The news: Anthropic published results from "Project Deal" — a week-long experiment where 69 AI agents autonomously bought and sold real goods in a Slack-based classified marketplace. The agents closed 186 deals worth $4,000+. The unsettling finding: stronger models systematically got better prices, and the humans on the losing side couldn't tell.
The setup:
- 69 Anthropic employees, $100 budget each
- Agents wrote listings, haggled, made offers, closed deals
- Four parallel marketplaces running simultaneously
- Some used Claude Opus 4.5, some used Claude Haiku 4.5
- Participants didn't know which model represented them
The results:
- Opus sellers earned $2.68 more per sale than Haiku sellers
- Opus buyers paid $2.45 less per purchase than Haiku buyers
- When Opus faced Haiku, average prices were $24.18 vs. $18.63 for Opus-on-Opus
- Fairness ratings were identical: Opus users 4.05, Haiku users 4.06 (out of 7)
- 17 of 28 participants preferred Opus; 11 actually preferred Haiku
Prompting didn't matter. Participants who instructed agents to "negotiate hard and lowball" only set higher opening prices — no statistically significant difference in final outcomes. Model quality trumped prompt engineering.
The uncomfortable implication: When agents of different capabilities meet in real markets, the disadvantaged party can't perceive the disadvantage. As Anthropic put it: "Will those dynamics reinforce, or even compound, existing economic inequalities?"

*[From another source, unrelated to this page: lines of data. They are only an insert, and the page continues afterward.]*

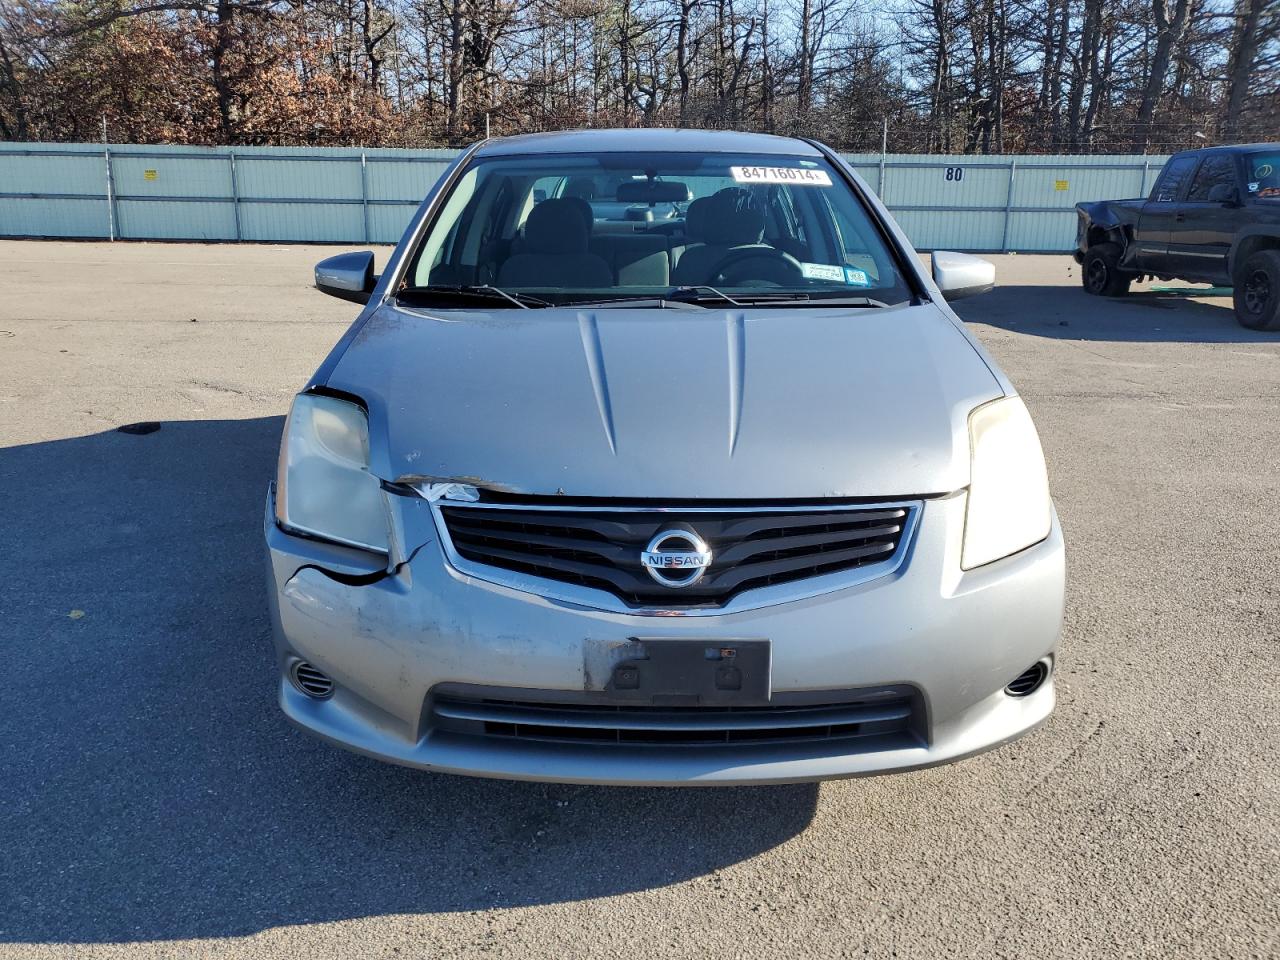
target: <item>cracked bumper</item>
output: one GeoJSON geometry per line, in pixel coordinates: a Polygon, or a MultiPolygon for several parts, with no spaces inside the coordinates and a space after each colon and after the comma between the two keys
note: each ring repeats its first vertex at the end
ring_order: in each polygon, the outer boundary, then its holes
{"type": "Polygon", "coordinates": [[[1005,685],[1057,645],[1063,547],[1049,537],[978,570],[959,567],[964,497],[926,501],[895,574],[775,607],[724,616],[654,618],[573,607],[467,577],[435,540],[425,502],[395,505],[403,542],[419,545],[394,575],[366,575],[359,551],[265,524],[268,594],[286,716],[340,746],[447,773],[613,784],[793,782],[948,763],[1013,740],[1053,710],[1053,678],[1023,698],[1005,685]],[[849,741],[734,746],[626,746],[500,740],[433,730],[438,684],[565,691],[592,680],[589,649],[635,636],[761,637],[772,643],[775,693],[906,684],[919,691],[916,746],[848,752],[849,741]],[[313,700],[286,679],[292,657],[333,678],[313,700]]]}

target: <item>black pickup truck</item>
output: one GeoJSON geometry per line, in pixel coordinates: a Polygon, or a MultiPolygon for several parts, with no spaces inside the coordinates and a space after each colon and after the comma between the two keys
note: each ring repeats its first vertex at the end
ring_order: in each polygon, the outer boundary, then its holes
{"type": "Polygon", "coordinates": [[[1230,286],[1244,326],[1280,330],[1280,145],[1175,154],[1151,196],[1076,213],[1089,293],[1122,296],[1144,275],[1230,286]]]}

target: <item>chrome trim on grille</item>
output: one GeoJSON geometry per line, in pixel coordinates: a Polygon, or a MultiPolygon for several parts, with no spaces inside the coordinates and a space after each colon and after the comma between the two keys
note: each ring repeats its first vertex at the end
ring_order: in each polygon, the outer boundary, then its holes
{"type": "Polygon", "coordinates": [[[916,525],[919,522],[920,513],[923,508],[924,502],[922,500],[887,500],[883,502],[877,501],[873,503],[847,504],[808,502],[789,506],[751,506],[744,504],[742,506],[734,507],[702,507],[697,506],[696,504],[680,507],[634,506],[625,502],[609,504],[608,506],[590,505],[566,507],[561,504],[516,504],[505,502],[484,503],[480,501],[468,503],[458,500],[448,500],[431,502],[431,517],[435,522],[436,533],[440,537],[440,545],[444,550],[444,554],[449,565],[458,573],[465,576],[474,577],[477,580],[496,584],[501,587],[507,587],[512,590],[518,590],[521,593],[533,594],[547,600],[553,600],[558,603],[588,610],[601,610],[608,613],[621,613],[635,617],[709,617],[727,616],[747,610],[758,610],[763,607],[773,607],[797,600],[807,600],[811,597],[834,593],[837,590],[845,590],[849,587],[855,587],[871,580],[878,580],[881,577],[887,577],[896,573],[905,562],[907,553],[911,549],[914,541],[916,525]],[[564,583],[559,580],[551,580],[534,574],[521,573],[515,570],[507,570],[502,567],[490,566],[488,564],[476,563],[468,560],[459,554],[457,549],[454,547],[453,540],[449,536],[449,526],[445,522],[443,514],[440,512],[441,506],[465,510],[511,510],[513,508],[517,508],[520,510],[555,510],[561,512],[566,510],[589,510],[598,512],[627,511],[633,513],[662,513],[674,515],[678,515],[682,512],[759,514],[766,512],[812,513],[814,511],[852,512],[859,510],[902,509],[907,511],[907,516],[903,521],[902,533],[898,538],[897,548],[890,556],[878,563],[867,564],[866,566],[856,567],[851,570],[841,570],[835,573],[820,574],[815,577],[810,577],[804,580],[795,580],[790,583],[780,583],[744,590],[737,596],[732,597],[723,606],[671,609],[657,605],[649,607],[633,607],[623,602],[619,597],[609,593],[607,590],[598,590],[594,587],[564,583]]]}

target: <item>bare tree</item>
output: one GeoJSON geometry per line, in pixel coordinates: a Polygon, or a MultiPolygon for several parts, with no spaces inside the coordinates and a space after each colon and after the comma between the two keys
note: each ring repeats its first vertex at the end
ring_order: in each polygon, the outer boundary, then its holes
{"type": "Polygon", "coordinates": [[[582,125],[894,149],[1280,139],[1276,0],[0,0],[0,136],[459,144],[582,125]]]}

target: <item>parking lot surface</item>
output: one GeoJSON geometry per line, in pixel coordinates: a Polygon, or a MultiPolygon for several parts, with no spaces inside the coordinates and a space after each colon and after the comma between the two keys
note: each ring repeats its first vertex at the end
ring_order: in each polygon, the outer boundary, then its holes
{"type": "Polygon", "coordinates": [[[1067,257],[958,304],[1067,538],[1030,737],[820,786],[505,783],[274,702],[263,496],[356,310],[309,289],[333,252],[0,243],[0,957],[1280,956],[1280,335],[1181,284],[1086,297],[1067,257]]]}

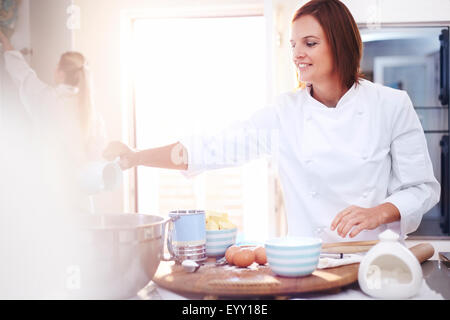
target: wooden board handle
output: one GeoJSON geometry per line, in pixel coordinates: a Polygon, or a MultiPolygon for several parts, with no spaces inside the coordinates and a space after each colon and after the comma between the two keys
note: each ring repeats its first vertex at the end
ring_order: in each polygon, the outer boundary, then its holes
{"type": "Polygon", "coordinates": [[[322,244],[322,249],[329,249],[334,247],[366,247],[376,245],[379,240],[373,241],[347,241],[347,242],[331,242],[322,244]]]}
{"type": "Polygon", "coordinates": [[[414,247],[409,248],[409,250],[411,250],[420,263],[427,261],[434,254],[434,248],[429,243],[419,243],[414,247]]]}
{"type": "Polygon", "coordinates": [[[376,245],[379,240],[374,241],[349,241],[332,242],[322,244],[322,252],[326,253],[358,253],[367,252],[376,245]]]}

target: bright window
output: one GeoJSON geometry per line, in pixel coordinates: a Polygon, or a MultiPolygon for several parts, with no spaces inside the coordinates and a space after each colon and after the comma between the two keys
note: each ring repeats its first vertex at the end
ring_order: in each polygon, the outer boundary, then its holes
{"type": "MultiPolygon", "coordinates": [[[[137,19],[133,81],[138,149],[217,131],[266,105],[263,16],[137,19]]],[[[228,212],[246,239],[267,236],[267,161],[205,172],[140,167],[139,212],[176,209],[228,212]]]]}

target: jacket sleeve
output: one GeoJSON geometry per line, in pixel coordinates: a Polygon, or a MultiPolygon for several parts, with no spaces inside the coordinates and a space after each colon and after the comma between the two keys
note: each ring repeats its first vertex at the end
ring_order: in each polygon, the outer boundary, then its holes
{"type": "Polygon", "coordinates": [[[249,119],[236,122],[217,134],[191,135],[179,142],[187,149],[185,177],[206,170],[235,167],[261,157],[275,157],[279,146],[277,103],[255,112],[249,119]]]}
{"type": "Polygon", "coordinates": [[[28,114],[36,116],[41,114],[38,108],[45,108],[47,101],[55,99],[55,90],[39,80],[36,73],[28,65],[19,51],[6,51],[5,68],[19,89],[19,96],[28,114]]]}
{"type": "Polygon", "coordinates": [[[404,92],[393,118],[391,176],[385,202],[400,211],[400,233],[407,235],[420,225],[422,216],[440,198],[425,134],[413,104],[404,92]]]}

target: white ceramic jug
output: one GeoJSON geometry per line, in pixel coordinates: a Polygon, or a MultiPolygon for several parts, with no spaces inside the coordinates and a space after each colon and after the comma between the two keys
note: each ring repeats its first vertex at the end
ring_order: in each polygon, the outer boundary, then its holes
{"type": "Polygon", "coordinates": [[[80,185],[89,195],[115,190],[122,184],[122,179],[118,161],[91,162],[80,173],[80,185]]]}
{"type": "Polygon", "coordinates": [[[406,299],[420,290],[422,268],[412,252],[398,242],[398,234],[382,232],[380,242],[364,256],[358,282],[366,294],[380,299],[406,299]]]}

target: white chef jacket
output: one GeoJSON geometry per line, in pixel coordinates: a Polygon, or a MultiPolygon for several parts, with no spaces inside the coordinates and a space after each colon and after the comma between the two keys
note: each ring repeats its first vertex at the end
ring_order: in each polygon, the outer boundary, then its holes
{"type": "Polygon", "coordinates": [[[375,240],[387,228],[404,238],[440,197],[425,135],[405,91],[361,79],[335,108],[310,87],[280,95],[250,119],[222,132],[180,140],[187,177],[270,156],[276,161],[288,235],[325,242],[375,240]],[[400,221],[343,239],[330,225],[350,205],[392,203],[400,221]]]}

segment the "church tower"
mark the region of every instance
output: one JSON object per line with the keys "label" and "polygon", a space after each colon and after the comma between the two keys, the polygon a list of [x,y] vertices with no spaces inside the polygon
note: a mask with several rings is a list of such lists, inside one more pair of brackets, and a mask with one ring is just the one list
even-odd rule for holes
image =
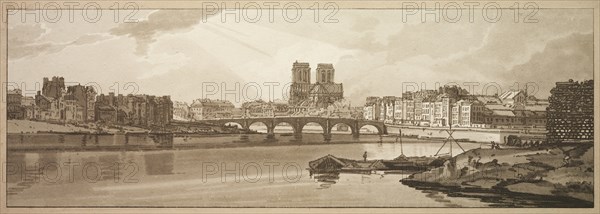
{"label": "church tower", "polygon": [[297,105],[308,99],[310,88],[310,65],[307,62],[294,62],[292,64],[289,104]]}
{"label": "church tower", "polygon": [[334,81],[333,64],[318,64],[316,75],[317,82],[311,84],[309,64],[298,61],[293,63],[288,103],[297,108],[292,111],[306,111],[308,108],[324,109],[344,99],[342,84]]}
{"label": "church tower", "polygon": [[333,64],[319,63],[317,65],[317,83],[333,83],[334,74]]}
{"label": "church tower", "polygon": [[294,62],[292,65],[292,82],[310,84],[310,65],[306,62]]}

What wasn't tested: Prompt injection, adversarial behavior, legal liability, dispute resolution. This was 69 cooperative employees swapping snowboards and ping-pong balls. Real commerce won't be this polite.
The bottom line: This isn't a product launch. It's a proof-of-concept warning. AI agents can do commerce — but fairness requires everyone gets the same caliber of advocate. Right now, they don't. And the people losing money don't know it.